By: Nil Akbari
Summary: When you think of Siberia, you think of the super COLD temperatures that drop below 0 F. However, this year, Siberia had a heatwave that could not been possible without the global climate change. In the winters the average temp is -13°F and in summer the average temperature can get up to 63 °F However, this year, according to the World Weather Attribution, Siberia experienced a heat wave with staggering high temperature of 100 °F. This was recorded in the town of Verkhoyansk on June 20th. This set off few wildfires, had in impact on the local pests and also caused damage to permafrost. This made the snow to melt and causing ice to melt which destroyed many wildlife habitats. The current Siberian heat has contributed to raising the world’s average temperature to the 2nd hottest on record for the period January to May. Using public scientific methods scientists looked at a large region spanning most of Siberia, inclusive of the area affected by the prolonged six-month heat and the town of Verkhoyansk that recorded the record daily temperature for the Arctic region. While the record temperature north of the Arctic circle on June 20 made many headlines, impacts linked directly or in part to the extreme heat have been widespread. Persistent and unusually many wildfires have been observed.

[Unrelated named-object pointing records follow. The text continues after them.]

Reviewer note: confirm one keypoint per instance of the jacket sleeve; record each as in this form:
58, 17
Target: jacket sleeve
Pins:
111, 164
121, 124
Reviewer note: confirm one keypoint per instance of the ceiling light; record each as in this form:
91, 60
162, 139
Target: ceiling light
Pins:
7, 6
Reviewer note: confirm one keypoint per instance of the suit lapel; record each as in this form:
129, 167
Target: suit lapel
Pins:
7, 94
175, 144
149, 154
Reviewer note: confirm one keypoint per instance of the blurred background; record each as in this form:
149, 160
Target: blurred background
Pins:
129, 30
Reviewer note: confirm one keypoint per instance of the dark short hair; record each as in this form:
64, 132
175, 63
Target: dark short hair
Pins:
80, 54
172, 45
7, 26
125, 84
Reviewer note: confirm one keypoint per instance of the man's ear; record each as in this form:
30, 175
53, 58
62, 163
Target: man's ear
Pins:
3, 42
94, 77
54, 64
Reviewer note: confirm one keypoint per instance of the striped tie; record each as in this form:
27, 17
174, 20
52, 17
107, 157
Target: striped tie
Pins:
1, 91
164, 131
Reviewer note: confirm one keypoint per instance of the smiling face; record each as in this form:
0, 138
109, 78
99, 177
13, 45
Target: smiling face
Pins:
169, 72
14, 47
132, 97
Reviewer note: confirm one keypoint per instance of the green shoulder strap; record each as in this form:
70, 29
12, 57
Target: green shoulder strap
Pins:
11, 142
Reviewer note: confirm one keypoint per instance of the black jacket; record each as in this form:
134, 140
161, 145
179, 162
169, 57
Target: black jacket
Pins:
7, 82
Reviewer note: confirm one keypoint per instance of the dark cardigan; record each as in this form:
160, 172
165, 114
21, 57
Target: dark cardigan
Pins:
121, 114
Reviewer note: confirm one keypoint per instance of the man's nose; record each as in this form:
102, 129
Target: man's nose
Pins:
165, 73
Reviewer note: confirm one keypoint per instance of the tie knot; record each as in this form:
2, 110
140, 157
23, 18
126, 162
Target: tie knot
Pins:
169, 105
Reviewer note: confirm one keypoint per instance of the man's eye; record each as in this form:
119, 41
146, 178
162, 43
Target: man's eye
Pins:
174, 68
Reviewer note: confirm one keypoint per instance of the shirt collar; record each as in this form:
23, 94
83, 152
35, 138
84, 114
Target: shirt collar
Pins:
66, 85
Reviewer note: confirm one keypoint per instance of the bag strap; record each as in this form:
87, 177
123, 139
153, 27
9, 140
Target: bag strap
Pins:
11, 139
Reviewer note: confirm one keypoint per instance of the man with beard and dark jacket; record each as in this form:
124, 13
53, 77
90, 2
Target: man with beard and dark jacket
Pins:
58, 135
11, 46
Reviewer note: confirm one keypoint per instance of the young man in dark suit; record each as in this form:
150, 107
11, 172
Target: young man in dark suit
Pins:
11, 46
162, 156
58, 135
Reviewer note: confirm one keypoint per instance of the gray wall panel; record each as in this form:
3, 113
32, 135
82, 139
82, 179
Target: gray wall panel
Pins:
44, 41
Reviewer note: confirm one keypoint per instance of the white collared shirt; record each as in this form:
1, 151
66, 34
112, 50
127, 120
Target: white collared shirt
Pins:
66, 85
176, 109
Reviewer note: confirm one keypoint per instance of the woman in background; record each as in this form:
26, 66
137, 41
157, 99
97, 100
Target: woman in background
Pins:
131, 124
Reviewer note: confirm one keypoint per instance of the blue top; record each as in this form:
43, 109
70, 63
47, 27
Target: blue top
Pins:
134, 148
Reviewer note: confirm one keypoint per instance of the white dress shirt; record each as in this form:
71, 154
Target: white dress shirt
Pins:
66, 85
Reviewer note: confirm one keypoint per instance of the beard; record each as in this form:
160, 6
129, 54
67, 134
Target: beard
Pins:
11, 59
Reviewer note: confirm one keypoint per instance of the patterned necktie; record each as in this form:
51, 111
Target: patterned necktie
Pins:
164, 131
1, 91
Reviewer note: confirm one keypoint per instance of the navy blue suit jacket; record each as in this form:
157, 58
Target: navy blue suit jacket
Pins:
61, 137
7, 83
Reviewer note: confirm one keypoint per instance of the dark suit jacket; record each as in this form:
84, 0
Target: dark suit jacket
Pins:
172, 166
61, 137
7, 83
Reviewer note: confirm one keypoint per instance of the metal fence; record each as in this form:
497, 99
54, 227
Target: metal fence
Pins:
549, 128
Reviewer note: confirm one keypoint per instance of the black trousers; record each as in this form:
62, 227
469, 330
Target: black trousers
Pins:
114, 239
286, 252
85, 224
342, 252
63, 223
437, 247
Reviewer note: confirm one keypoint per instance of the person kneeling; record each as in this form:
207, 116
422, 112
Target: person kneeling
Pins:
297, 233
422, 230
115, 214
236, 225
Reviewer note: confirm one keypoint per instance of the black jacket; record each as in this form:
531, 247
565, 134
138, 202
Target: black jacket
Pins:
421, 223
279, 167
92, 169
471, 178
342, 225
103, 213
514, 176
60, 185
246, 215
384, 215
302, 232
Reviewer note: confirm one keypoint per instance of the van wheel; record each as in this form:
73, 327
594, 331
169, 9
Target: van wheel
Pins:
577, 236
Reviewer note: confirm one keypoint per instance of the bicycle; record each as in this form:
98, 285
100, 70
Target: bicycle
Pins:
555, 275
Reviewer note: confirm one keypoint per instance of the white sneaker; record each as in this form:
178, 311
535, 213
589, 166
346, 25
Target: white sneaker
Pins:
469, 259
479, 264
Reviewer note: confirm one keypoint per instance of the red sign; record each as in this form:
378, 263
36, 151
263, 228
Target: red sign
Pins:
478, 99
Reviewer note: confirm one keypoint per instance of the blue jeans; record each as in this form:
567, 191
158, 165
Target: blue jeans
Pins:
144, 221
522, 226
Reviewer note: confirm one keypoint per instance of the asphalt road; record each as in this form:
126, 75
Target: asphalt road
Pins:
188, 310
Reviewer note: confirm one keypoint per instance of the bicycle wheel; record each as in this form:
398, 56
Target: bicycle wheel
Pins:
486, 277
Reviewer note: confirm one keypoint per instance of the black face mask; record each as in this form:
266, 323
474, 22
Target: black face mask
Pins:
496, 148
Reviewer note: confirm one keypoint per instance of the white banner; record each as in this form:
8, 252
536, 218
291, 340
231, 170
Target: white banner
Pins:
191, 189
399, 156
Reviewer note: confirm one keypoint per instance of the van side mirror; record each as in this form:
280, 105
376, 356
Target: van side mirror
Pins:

About 7,900 square miles of Siberian territory had burned so far this year as of June 25, compared to a total of 6,800 square miles as of the same date a year ago, according to official data. The result of these fires led to a release of 56 Megatons of CO2 in June 2020. This is more than the yearly CO2 emissions of some countries. Further impacts include health impacts on the population and the melting of permafrost which led to high damages, including environmental pollution. A scientist explained BBC that “A fuel tank near the isolated Arctic mining city of Norilsk burst in late May after sinking into permafrost that had stood firm for years but gave way during a warm spring.” Officials said. It released about 150,000 barrels of diesel into a river which had a significant impact on the sea wildlife.
Why we should care? If we let climate change win, we could lose a lot of wildlife species that we see on out planet. Temperatures start to warm up in places that used to be super cold leading in melting ice. This results in the local wildlife finding hard to live.
I found this article very interesting because I would love to visit Siberia one day. I really want to experience the record low temperatures and I watch a bunch of videos about their climates, wildlife, and the culture. I would have never thought that Siberia would have ever had a time where they reached 100°F in the summer. That really sparked my interest since it is never been heard of in the history. Climate change is real! We need to start change the way we live our lives and really need to think about how our activities are impacting the world. It causes a series of problems that just seem to trickle down.
codScience in Action.
Andrew Ciavarella is a climate scientist with The Met Office, the national meteorological service for the UK.
Scientists at The Met Office have done numerous environmental reports from specific topics to studies on the ecosystem. On this specific topic they have conducted studies and have contributed to a full report on the World Weather Attribution website. The report consists of 35 pages. The World Weather Attributions is an organization that haves’ scientists create reports on our ecosystems. They have scientists write about issues we are having in our world like the California Wildfires, Heatwaves in certain regions which is not normal to general topics of the environments. The organization also takes parts in projects which can raise awareness to the general public.